Ce jeudi, Éric Zemmour, qui avait été relaxé en première instance, a été jugé en appel pour contestation de crime contre l'humanité après des propos tenus face à Bernard-Henri Lévy, en octobre 2019, sur CNews. La cour d'appel de Paris a rejeté la demande de renvoi du procès mais le président de la cour a précisé que la décision ne serait rendue qu’après l’élection présidentielle.

Mais qu’allait-il faire dans cette galère, s’interrogeront de nombreux Français ? Pétain, Vichy, les juifs, avec, au bout du compte, un nouveau risque de condamnation. Les polémiques déclenchées par le Zemmour écrivain se transforment en autant de champs de mines pour le Zemmour candidat.

Pour comprendre les raisons de cette controverse, qui semblera à beaucoup d’un autre âge, il faudrait replonger un peu plus de quarante ans en arrière. En 1981, BHL publie L’Idéologie française, qui déclenchera une intense polémique. Dans son livre, l’intellectuel sermonneur prétend « regarder la France en face » et se livrer à une « généalogie de nos démons ».
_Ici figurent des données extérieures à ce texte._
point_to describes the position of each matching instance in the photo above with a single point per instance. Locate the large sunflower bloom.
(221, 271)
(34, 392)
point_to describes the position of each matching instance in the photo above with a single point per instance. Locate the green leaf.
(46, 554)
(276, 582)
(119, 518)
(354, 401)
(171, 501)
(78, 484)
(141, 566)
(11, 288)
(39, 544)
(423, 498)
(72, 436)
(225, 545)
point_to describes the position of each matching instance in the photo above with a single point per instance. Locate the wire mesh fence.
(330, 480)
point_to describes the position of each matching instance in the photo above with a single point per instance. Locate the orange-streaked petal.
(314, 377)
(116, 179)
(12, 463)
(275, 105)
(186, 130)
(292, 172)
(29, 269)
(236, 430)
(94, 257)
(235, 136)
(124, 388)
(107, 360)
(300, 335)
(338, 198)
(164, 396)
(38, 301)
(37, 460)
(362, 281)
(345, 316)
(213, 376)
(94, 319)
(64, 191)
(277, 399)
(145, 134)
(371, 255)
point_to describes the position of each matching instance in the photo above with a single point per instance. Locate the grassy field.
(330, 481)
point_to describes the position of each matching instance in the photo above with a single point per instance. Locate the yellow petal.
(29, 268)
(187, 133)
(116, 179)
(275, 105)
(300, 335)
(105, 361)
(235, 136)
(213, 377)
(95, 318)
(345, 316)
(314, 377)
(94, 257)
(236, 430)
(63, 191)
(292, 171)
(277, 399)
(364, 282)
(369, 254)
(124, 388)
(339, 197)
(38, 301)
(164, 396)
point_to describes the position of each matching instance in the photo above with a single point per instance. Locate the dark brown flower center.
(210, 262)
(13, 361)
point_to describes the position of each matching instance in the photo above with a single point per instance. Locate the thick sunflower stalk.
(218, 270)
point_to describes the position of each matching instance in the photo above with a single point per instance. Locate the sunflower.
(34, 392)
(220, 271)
De sa « descente aux abîmes de l’idéologie française », l’auteur revient, tel un prophète, pour dénoncer une France tout entière « pétainisée » qui s’est « livrée sans retenue, avec une allégresse obscène » à un fascisme incarné par Vichy. Ce fascisme prend sa source, non pas à Berlin, mais dans cette « France noire » qui révère la terre et les morts, accuse Bernard-Henri Lévy. Barrès, Maurras, Péguy, Bernanos, Bergson, Mounier, tout y passe et tout s’y mêle.

Vaut-il la peine de discuter avec un « philosophe » qui « s’arroge le rôle de justicier », s’interroge à l’époque Raymond Aron ?

Des décennies plus tard, Éric Zemmour prend la peine de discuter avec lui car il a bien compris l’enjeu de cette guerre des mémoires dont l’Histoire n’est pas la finalité mais l’instrument : « Une utilisation redoutable du régime de Vichy et de la collaboration pour jeter l’opprobre sur toute notion de patriotisme, d’attachement à la terre natale », écrit-il dans Le Suicide français.

Car, pour les gardiens du dogme, la menace est toujours là, le ventre de la Bête toujours fécond. Zemmour en est le dernier rejeton. Et peu importe qu’il soit juif, il est la nouvelle figure du Mal et, donc, nécessairement fasciste et antisémite.

Le 5 janvier dernier, Le Monde donne la parole à l’historien Laurent Joly, auteur du livre La Falsification de l'Histoire. Éric Zemmour, l'extrême droite, Vichy et les juifs. Il s’agit de montrer « comment le candidat polémiste construit, dans la plus pure tradition de l’extrême droite française depuis plus d’un siècle, un projet politique de persécution des étrangers et de suspension des libertés ». Pour l’historien, pas de doute : « Son projet d’expulser 2 millions d’immigrés ou de suspendre certaines libertés publiques exige des mesures qui n’ont pas été prises… depuis Vichy. Justifier Vichy, c’est justifier qu’on puisse les mettre à nouveau en œuvre. Non plus contre les juifs, mais contre les musulmans. »

La boucle est bouclée, le complot éternel dévoilé : après Pétain, Zemmour. Après les juifs, les musulmans. La généalogie du Mal, ou comment instrumentaliser l’Histoire pour indéfiniment agiter la menace du retour de la peste brune et, ainsi, disqualifier moralement l’adversaire. Tout, ici, est politique.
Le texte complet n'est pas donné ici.